The use of port/channel-based rendezvous communications makes Erasmus more similar to something like CSP or the pi-calculus than to the Actor model.

It's possible to debate

It's possible to debate endlessly about the pros and cons of port/channel-based communications versus address-based communications.

The two approaches may have the same network-level semantics, but they don't have the same security properties. Protected ports (aka capabilities) are fundamentally more secure than addresses. Unless you spawn an agent for every channel, in which case addresses and ports are now synonymous.

Forgeability

Aren't addresses forgeable were channels not? I don't see how we can make adresses and ports equivalent if we can forge an arbitrary address and therefore gain access to the process behind it but ports must be passed explicitly.

I have thought of that, but

I have thought of that, but I would imagine an address is not forgeable within a language.

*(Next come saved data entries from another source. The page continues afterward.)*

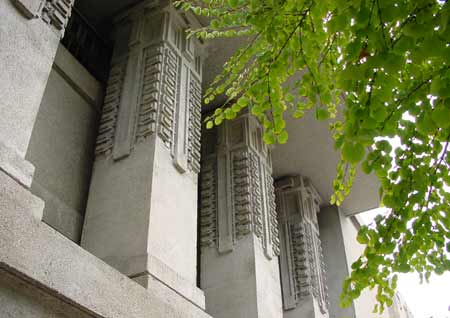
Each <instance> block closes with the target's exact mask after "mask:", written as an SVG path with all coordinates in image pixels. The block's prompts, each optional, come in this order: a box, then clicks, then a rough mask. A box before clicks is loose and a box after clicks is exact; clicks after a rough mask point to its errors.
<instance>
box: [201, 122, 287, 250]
mask: <svg viewBox="0 0 450 318" xmlns="http://www.w3.org/2000/svg"><path fill="white" fill-rule="evenodd" d="M244 123H245V124H244ZM259 128H260V126H259V123H256V122H252V124H251V125H250V120H249V115H248V114H244V115H242V116H241V117H239V118H237V119H235V121H233V122H225V123H224V124H223V127H221V128H220V129H218V130H217V131H218V134H217V135H216V140H214V142H217V141H220V144H219V145H217V147H215V149H216V151H218V152H219V153H220V155H218V154H214V156H212V157H210V158H211V160H214V162H215V163H216V165H215V166H214V167H213V169H215V170H214V173H209V174H208V178H207V179H208V180H209V176H214V177H215V178H216V183H214V184H213V183H211V182H209V183H208V185H214V187H215V188H214V189H215V190H214V191H216V192H214V193H215V199H216V200H215V201H214V208H213V209H210V205H209V204H210V203H211V202H212V201H207V203H205V202H204V200H205V198H210V196H209V193H210V192H209V190H208V192H207V193H208V195H205V194H203V190H202V194H201V200H202V201H201V206H200V215H201V216H205V217H206V216H207V217H208V221H206V220H205V221H201V224H202V226H201V229H200V231H201V232H200V236H201V237H202V239H203V238H204V237H208V238H209V236H208V235H209V232H208V233H203V232H202V231H203V230H204V228H205V230H206V229H208V230H209V229H210V228H209V226H210V224H211V222H210V220H212V218H211V217H210V213H214V220H215V222H216V223H217V224H215V226H217V227H218V228H222V227H221V226H220V224H221V223H220V222H227V219H231V220H233V221H232V223H231V227H232V228H231V229H230V231H231V233H232V236H233V244H237V243H238V241H239V240H240V239H242V238H244V237H245V236H247V235H249V234H252V233H253V234H254V235H255V236H256V237H257V238H258V239H259V240H260V242H261V245H262V247H263V249H264V250H265V251H266V255H268V257H269V255H272V254H275V255H279V249H280V248H279V237H278V219H277V216H276V209H275V195H274V186H273V179H272V176H271V166H270V158H268V156H269V155H270V154H269V153H267V152H264V153H263V152H260V151H258V150H257V149H255V148H254V147H252V146H250V145H249V143H250V138H249V137H250V136H253V135H254V134H253V132H254V131H255V129H259ZM208 133H209V132H206V134H208ZM211 136H212V134H211ZM244 136H246V137H244ZM205 139H207V138H204V140H205ZM207 140H208V139H207ZM211 143H212V142H211ZM214 144H215V143H214ZM206 146H207V147H210V146H211V145H206ZM211 149H214V145H213V146H211ZM218 156H220V157H221V158H223V159H221V160H225V161H226V162H225V163H224V164H223V166H224V167H226V168H225V169H226V171H225V174H223V175H222V174H221V175H220V176H221V177H222V178H225V179H226V180H219V181H218V180H217V178H218V176H219V174H218V172H217V160H218V159H217V158H218ZM203 160H204V161H203V162H202V167H201V176H200V182H201V189H204V188H205V186H204V183H205V182H206V181H205V178H206V176H205V173H206V171H210V170H207V169H206V168H205V167H204V165H205V164H206V162H207V161H205V159H203ZM208 160H210V159H208ZM208 167H210V166H208ZM208 169H209V168H208ZM218 182H224V183H226V184H227V186H226V187H224V188H223V190H219V189H220V188H218V187H217V186H216V185H217V184H218ZM228 182H230V184H228ZM207 189H209V186H208V187H207ZM218 191H221V193H218ZM222 192H223V193H222ZM228 195H230V201H229V203H227V204H230V205H225V206H224V207H222V205H218V202H217V201H218V200H217V197H218V196H219V197H227V196H228ZM206 207H208V209H206ZM219 208H220V209H224V211H219ZM230 213H231V214H232V216H230V217H229V218H226V217H220V218H219V217H218V215H224V214H225V215H227V214H228V215H229V214H230ZM204 224H208V226H206V225H204ZM225 227H226V226H225ZM215 235H216V236H217V237H218V241H220V237H221V232H218V233H217V234H215ZM211 241H212V240H211V239H208V242H211ZM214 242H216V241H214ZM202 246H215V247H216V248H218V245H217V244H213V245H209V244H204V245H202ZM270 248H271V249H272V250H271V251H270V252H268V251H267V249H270Z"/></svg>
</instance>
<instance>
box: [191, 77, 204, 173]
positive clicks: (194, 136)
mask: <svg viewBox="0 0 450 318" xmlns="http://www.w3.org/2000/svg"><path fill="white" fill-rule="evenodd" d="M189 78H190V83H189V100H188V102H189V120H188V157H187V161H188V165H189V167H190V169H191V170H192V171H194V172H195V173H199V172H200V136H201V120H202V114H201V107H202V95H201V94H202V88H201V85H200V82H199V81H198V80H197V79H196V78H195V75H194V74H193V73H192V72H191V75H190V76H189Z"/></svg>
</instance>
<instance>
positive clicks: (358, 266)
mask: <svg viewBox="0 0 450 318" xmlns="http://www.w3.org/2000/svg"><path fill="white" fill-rule="evenodd" d="M177 5H179V6H181V7H182V9H184V10H192V11H193V12H194V13H195V14H197V15H203V16H207V17H209V21H210V23H209V25H208V26H206V27H204V28H201V29H197V30H192V31H191V33H192V34H193V35H195V36H197V37H199V38H202V39H211V38H218V37H237V36H242V37H244V38H245V39H246V43H247V44H246V46H244V47H242V48H241V49H239V50H238V51H237V52H236V53H235V54H234V55H233V56H232V57H231V58H230V59H229V61H228V62H227V63H226V64H225V66H224V68H223V72H222V73H221V74H220V75H219V76H217V78H216V79H215V80H214V81H213V83H212V85H211V87H210V88H209V89H208V90H207V91H206V94H205V103H209V102H211V101H213V100H214V99H215V97H216V96H218V95H221V94H225V95H226V96H227V97H228V100H227V103H226V104H225V105H224V106H223V107H221V108H219V109H217V110H216V111H215V113H214V114H213V115H212V116H211V117H209V118H207V124H206V125H207V127H212V126H213V125H220V123H221V122H222V121H223V120H229V119H233V118H235V117H236V114H237V113H238V112H239V111H240V110H241V109H243V108H245V107H249V108H250V109H251V113H252V114H253V115H254V116H256V117H257V118H258V119H259V120H260V121H261V123H263V125H264V128H265V132H264V140H265V142H267V143H269V144H271V143H285V142H287V140H288V132H287V131H286V128H285V127H286V123H285V116H288V115H289V116H294V117H295V118H301V117H303V115H304V114H305V112H306V111H308V110H312V111H315V116H316V119H317V120H324V119H330V120H331V124H330V129H331V130H332V133H333V137H334V139H335V147H336V149H337V150H339V151H340V153H341V160H340V162H339V164H338V166H337V175H336V178H335V181H334V183H333V187H334V190H335V194H334V195H333V196H332V197H331V203H332V204H334V203H335V204H340V203H341V202H342V200H344V197H345V196H346V195H348V193H349V192H350V189H351V186H352V182H353V179H354V176H355V173H356V169H357V168H358V167H360V168H361V169H362V171H364V172H365V173H367V174H370V173H374V174H376V176H377V177H378V178H379V180H380V184H381V186H380V197H381V198H382V203H383V204H384V206H386V207H387V208H389V211H390V212H389V214H388V215H386V216H384V217H378V218H376V220H375V223H374V224H373V225H372V226H363V227H362V228H361V229H360V231H359V234H358V241H359V242H360V243H362V244H365V245H366V248H365V251H364V254H363V255H362V256H361V257H360V258H359V259H358V260H357V261H356V262H355V263H354V264H353V265H352V268H353V271H352V273H351V275H350V277H349V278H348V279H346V280H345V282H344V287H343V294H342V296H341V304H342V305H344V306H348V305H349V304H350V303H351V301H352V300H353V299H355V298H357V297H359V295H360V293H361V291H362V290H363V289H365V288H376V289H377V300H378V305H377V307H376V308H375V311H379V312H382V311H383V309H384V308H385V306H386V305H390V304H391V303H392V297H393V295H394V291H395V289H396V284H397V275H396V273H398V272H402V273H404V272H412V271H416V272H418V273H419V275H420V277H421V279H422V278H423V277H425V278H426V279H428V277H429V276H430V274H431V273H433V272H434V273H437V274H442V273H443V272H444V271H448V270H450V260H449V252H450V243H449V241H450V193H449V191H448V186H450V173H449V166H450V157H449V156H448V151H449V149H448V147H449V139H450V45H449V43H450V20H449V18H450V4H449V3H448V2H447V1H437V0H409V1H408V0H190V1H180V2H178V3H177ZM340 105H343V106H340ZM338 107H340V108H342V116H343V119H342V120H338V119H336V115H337V113H338ZM393 138H394V139H395V140H397V142H398V143H399V146H398V147H394V149H393V147H392V145H391V144H392V143H391V142H390V140H392V139H393Z"/></svg>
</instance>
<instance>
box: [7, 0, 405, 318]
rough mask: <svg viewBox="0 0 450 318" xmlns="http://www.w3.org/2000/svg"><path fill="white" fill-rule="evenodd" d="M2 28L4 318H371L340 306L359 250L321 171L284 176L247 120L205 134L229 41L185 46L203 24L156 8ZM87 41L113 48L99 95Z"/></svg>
mask: <svg viewBox="0 0 450 318" xmlns="http://www.w3.org/2000/svg"><path fill="white" fill-rule="evenodd" d="M0 12H1V16H2V19H1V20H0V39H1V42H2V43H1V44H2V45H0V67H1V70H2V72H1V75H0V92H1V98H0V216H1V217H0V317H8V318H9V317H14V318H15V317H21V318H22V317H24V318H34V317H42V318H44V317H46V318H47V317H50V318H75V317H77V318H89V317H97V318H98V317H101V318H119V317H120V318H122V317H126V318H150V317H152V318H154V317H167V318H169V317H170V318H186V317H187V318H208V317H216V318H231V317H242V318H244V317H245V318H282V317H283V318H293V317H308V318H310V317H311V318H328V317H330V318H331V317H336V318H337V317H339V318H344V317H351V318H366V317H371V316H370V315H369V311H371V310H372V307H373V299H372V298H371V297H372V295H371V294H368V295H364V296H363V297H362V298H361V299H359V300H358V301H356V302H355V304H353V306H352V307H350V308H347V309H341V308H339V307H338V305H337V303H338V299H339V294H340V285H341V283H342V280H343V279H344V278H345V277H346V276H347V275H348V273H349V270H350V269H349V265H350V264H351V262H352V261H353V260H354V259H355V257H356V256H357V254H358V253H359V252H360V251H361V248H362V246H358V245H356V241H355V237H354V236H355V234H356V231H357V227H355V224H354V223H353V222H352V220H351V219H350V218H348V217H347V216H346V213H345V211H344V212H341V211H340V210H339V209H337V208H336V207H324V206H323V205H324V202H326V198H323V200H322V198H320V195H319V193H320V191H322V190H323V187H322V184H323V183H324V180H325V179H326V178H325V177H324V175H323V173H324V172H322V173H321V174H314V173H313V171H314V170H311V169H309V168H308V169H307V171H311V175H308V176H307V177H308V178H305V177H300V175H301V173H302V171H300V170H301V169H298V163H292V162H285V163H286V164H285V166H284V167H282V166H283V160H284V159H283V158H284V156H285V155H286V149H285V148H283V149H281V150H280V148H270V147H268V146H267V145H265V144H264V142H263V141H262V133H263V129H262V127H261V125H260V123H259V122H258V121H257V120H256V119H255V118H254V117H253V116H251V115H250V114H249V113H247V112H246V111H244V112H243V113H242V114H240V116H239V117H238V118H236V119H235V120H233V121H226V122H225V123H223V124H222V125H221V126H220V127H219V128H217V129H213V130H208V131H206V130H204V131H202V126H203V125H202V120H201V117H202V109H201V93H202V92H201V91H202V86H205V85H207V84H208V81H209V80H210V78H212V77H213V76H214V74H216V73H217V72H218V71H220V69H221V65H222V64H220V63H219V64H217V61H218V60H220V59H221V58H224V57H225V56H226V55H227V54H229V53H231V52H232V51H233V50H234V49H235V46H234V44H232V40H227V41H223V42H212V43H209V44H208V43H201V42H200V41H198V40H196V39H193V38H188V37H187V36H186V32H185V31H186V29H188V28H191V27H194V28H196V27H200V26H201V24H200V22H199V20H197V18H196V17H195V16H194V15H192V14H191V13H184V12H180V11H178V10H176V9H175V8H174V7H173V5H172V4H171V2H170V1H166V0H142V1H137V0H121V1H106V2H105V1H100V0H76V2H75V3H74V1H73V0H0ZM72 13H73V14H77V15H79V16H78V21H82V23H81V24H79V25H76V26H74V25H75V24H71V23H70V22H69V18H70V16H71V14H72ZM70 21H72V22H73V20H70ZM77 28H78V29H77ZM82 28H88V29H86V30H84V29H82ZM89 32H90V33H89ZM89 34H91V35H93V36H92V37H90V38H89V39H90V40H89V41H91V40H92V39H94V40H99V39H100V38H101V37H102V36H107V37H108V40H111V41H112V42H113V43H114V47H113V49H112V58H111V63H110V65H111V66H110V71H109V79H108V81H107V82H105V83H103V82H102V80H101V79H100V80H99V79H95V78H94V76H92V75H91V73H90V72H89V71H88V70H87V68H86V67H85V65H84V64H83V58H81V57H80V56H83V55H82V54H81V55H80V54H79V53H80V52H85V53H86V54H85V55H84V56H87V57H89V54H88V52H89V50H90V49H92V47H91V46H90V43H89V41H88V40H86V39H87V38H88V37H87V35H89ZM63 36H68V37H66V38H65V39H66V42H64V41H62V42H61V43H69V42H70V43H71V45H70V49H66V48H65V47H64V46H62V45H61V44H60V41H61V39H62V37H63ZM83 39H84V40H83ZM83 41H84V42H83ZM230 41H231V42H230ZM105 43H109V42H108V41H105ZM105 43H103V44H105ZM221 47H224V50H223V51H221V50H220V48H221ZM67 48H69V45H68V46H67ZM108 49H109V47H108V46H107V45H105V50H106V51H108ZM70 50H72V51H70ZM75 50H76V51H77V52H75ZM208 54H209V55H208ZM104 58H105V59H109V56H106V55H105V57H104ZM84 62H85V61H84ZM105 65H106V64H105ZM91 66H92V65H91ZM203 74H205V76H203ZM205 78H206V80H205ZM296 138H300V136H297V137H296ZM308 138H309V137H308ZM294 140H295V138H294ZM318 140H319V139H318ZM311 142H312V141H311ZM302 145H304V143H303V144H302ZM293 147H294V148H295V146H293ZM294 148H293V149H294ZM303 150H304V149H303V148H302V151H303ZM302 151H300V150H298V151H297V152H296V155H298V156H299V157H302ZM308 156H313V155H312V154H308ZM304 157H306V155H305V156H304ZM291 161H293V160H292V158H291ZM273 162H277V164H276V165H274V164H273ZM299 162H303V161H301V160H300V161H299ZM317 165H318V166H320V163H319V162H318V163H317ZM328 165H329V164H327V167H328ZM287 168H288V169H291V170H290V171H287ZM324 171H328V170H327V169H326V170H324ZM288 172H289V173H288ZM273 176H276V177H277V179H278V181H277V182H276V183H275V184H274V177H273ZM286 176H287V177H286ZM326 177H327V178H328V177H329V176H326ZM318 179H320V180H318ZM316 183H317V184H320V185H321V186H320V187H321V189H317V190H316V188H315V187H314V186H313V184H316ZM372 190H373V189H370V191H372ZM359 191H362V190H361V189H359ZM370 191H369V192H370ZM322 192H323V191H322ZM370 193H371V192H370ZM356 201H357V202H356ZM356 201H355V202H356V203H354V204H353V203H349V209H350V211H351V212H352V213H353V212H355V211H357V210H358V211H360V210H361V208H362V207H363V204H362V202H363V201H364V200H356ZM369 201H370V204H368V206H367V207H366V208H369V207H372V204H373V202H374V198H372V197H370V200H369ZM369 201H368V202H369ZM352 204H353V205H352ZM402 306H403V307H401V308H404V305H402ZM399 308H400V307H399ZM400 312H401V311H400V310H399V309H398V308H397V307H396V308H391V311H390V314H391V316H392V317H393V318H397V317H403V316H398V315H400ZM391 316H390V317H391ZM407 317H408V318H410V316H407Z"/></svg>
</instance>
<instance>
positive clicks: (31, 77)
mask: <svg viewBox="0 0 450 318" xmlns="http://www.w3.org/2000/svg"><path fill="white" fill-rule="evenodd" d="M0 12H1V16H2V18H1V21H0V39H1V45H0V69H1V76H0V87H1V99H0V114H1V116H0V139H1V141H2V142H3V143H4V144H5V145H6V146H8V147H9V148H12V149H13V150H14V151H16V152H17V153H18V155H19V156H20V157H22V158H24V157H25V153H26V151H27V147H28V143H29V140H30V136H31V132H32V129H33V125H34V121H35V119H36V115H37V112H38V109H39V104H40V102H41V99H42V96H43V94H44V89H45V85H46V83H47V79H48V76H49V73H50V70H51V66H52V63H53V59H54V56H55V54H56V49H57V47H58V44H59V35H58V34H57V33H56V32H54V31H53V30H52V29H51V28H50V27H49V26H48V25H47V24H45V23H44V22H43V21H42V20H41V19H32V20H28V19H27V18H26V17H24V16H23V15H22V14H21V13H20V12H19V11H18V9H16V8H15V7H14V6H13V4H12V3H11V1H6V0H3V1H0Z"/></svg>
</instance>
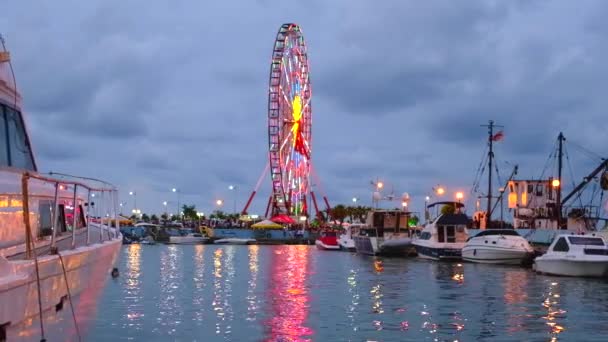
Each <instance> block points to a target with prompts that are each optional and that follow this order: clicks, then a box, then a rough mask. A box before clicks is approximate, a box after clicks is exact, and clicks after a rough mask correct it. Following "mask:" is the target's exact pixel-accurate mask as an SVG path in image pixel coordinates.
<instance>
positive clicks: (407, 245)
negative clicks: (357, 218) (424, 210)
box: [354, 209, 415, 256]
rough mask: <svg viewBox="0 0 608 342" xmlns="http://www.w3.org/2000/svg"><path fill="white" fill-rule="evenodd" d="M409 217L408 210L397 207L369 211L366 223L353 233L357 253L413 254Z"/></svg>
mask: <svg viewBox="0 0 608 342" xmlns="http://www.w3.org/2000/svg"><path fill="white" fill-rule="evenodd" d="M410 217H411V213H410V212H407V211H404V210H399V209H396V210H385V209H380V210H372V211H370V212H369V213H368V214H367V219H366V225H365V226H364V227H361V228H360V229H359V232H358V234H356V235H354V240H355V248H356V250H357V253H360V254H366V255H383V256H409V255H412V254H415V249H414V246H413V244H412V239H411V236H412V229H411V227H410V226H409V219H410Z"/></svg>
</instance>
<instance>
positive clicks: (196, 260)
mask: <svg viewBox="0 0 608 342" xmlns="http://www.w3.org/2000/svg"><path fill="white" fill-rule="evenodd" d="M204 255H205V246H204V245H196V246H194V272H193V274H192V281H193V282H194V291H193V294H192V304H193V305H194V307H199V308H202V307H203V304H204V302H205V301H204V298H205V291H204V288H205V277H204V274H205V258H204ZM204 313H205V310H194V317H193V320H194V321H195V322H196V325H199V326H200V325H202V322H203V319H204Z"/></svg>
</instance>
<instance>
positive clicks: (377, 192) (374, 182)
mask: <svg viewBox="0 0 608 342" xmlns="http://www.w3.org/2000/svg"><path fill="white" fill-rule="evenodd" d="M371 184H372V185H373V186H374V190H375V191H373V192H372V205H374V204H375V206H376V209H377V208H378V205H379V202H380V198H381V197H382V196H381V195H380V191H382V188H384V183H383V182H382V181H381V180H378V179H376V181H375V182H374V181H371ZM376 194H377V195H376Z"/></svg>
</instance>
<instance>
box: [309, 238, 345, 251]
mask: <svg viewBox="0 0 608 342" xmlns="http://www.w3.org/2000/svg"><path fill="white" fill-rule="evenodd" d="M315 246H317V248H318V249H321V250H326V251H339V250H340V245H339V244H337V243H336V244H328V243H324V242H323V241H321V240H316V241H315Z"/></svg>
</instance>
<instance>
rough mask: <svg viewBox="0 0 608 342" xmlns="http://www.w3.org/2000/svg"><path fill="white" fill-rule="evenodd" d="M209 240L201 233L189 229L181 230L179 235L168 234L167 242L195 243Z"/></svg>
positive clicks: (187, 244) (198, 242)
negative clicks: (170, 235) (167, 241)
mask: <svg viewBox="0 0 608 342" xmlns="http://www.w3.org/2000/svg"><path fill="white" fill-rule="evenodd" d="M207 241H209V238H208V237H206V236H204V235H203V234H201V233H196V232H194V231H192V230H191V229H188V230H181V231H180V235H171V236H169V241H168V243H170V244H176V245H197V244H203V243H206V242H207Z"/></svg>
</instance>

Even if it is, we could make them capabilities by making the addresses sparse (ie. unguessable).

Can vs. Must

We can make capabilities out of them, but if we can forge addresses then there's this hole where addresses aren't used as capabilities, similar to OO languages that can be used to write programs using caps but basically fail at it because the backdoor is there and widely used in the base libraries. I agree that we can make forgeable addresses unguessable (e.g. the whole safe URI concept) but this is an encoding and the properties of the encoding don't hold outside it (i.e. in the host language), so we can only say that sparse unguessable addresses are equivalent to capabilities, but if the program uses something else all the bets are off. In a capability environment we can look at the port definition and know for sure what capabilities the program attached to it has, but sparse unguessable addresses don't have the same property.

On an open network, sparse

On an open network, sparse capabilities are all we have. It's not clear to me that addresses are forgeable though.

advantages of ports

Thank you for the clarification! One reason for preferring ports is that there is less coupling between components. A disadvantage is that components must be explicitly linked: the 'plumbing problem'. We have various plans for dealing with the plumbing problem, notably the distinction between 'cells' that provide structuring and 'processes' that perform actions.

Security will be very important for future concurrent and distributed systems. In IBM's Hermes, a process starts out with one port, through which it receives all of the capabilities it needs to do its job, including ports linking it to other processes. Erasmus can do this too, since ports are first-class, and this approach may turn out to be the basis of our security model.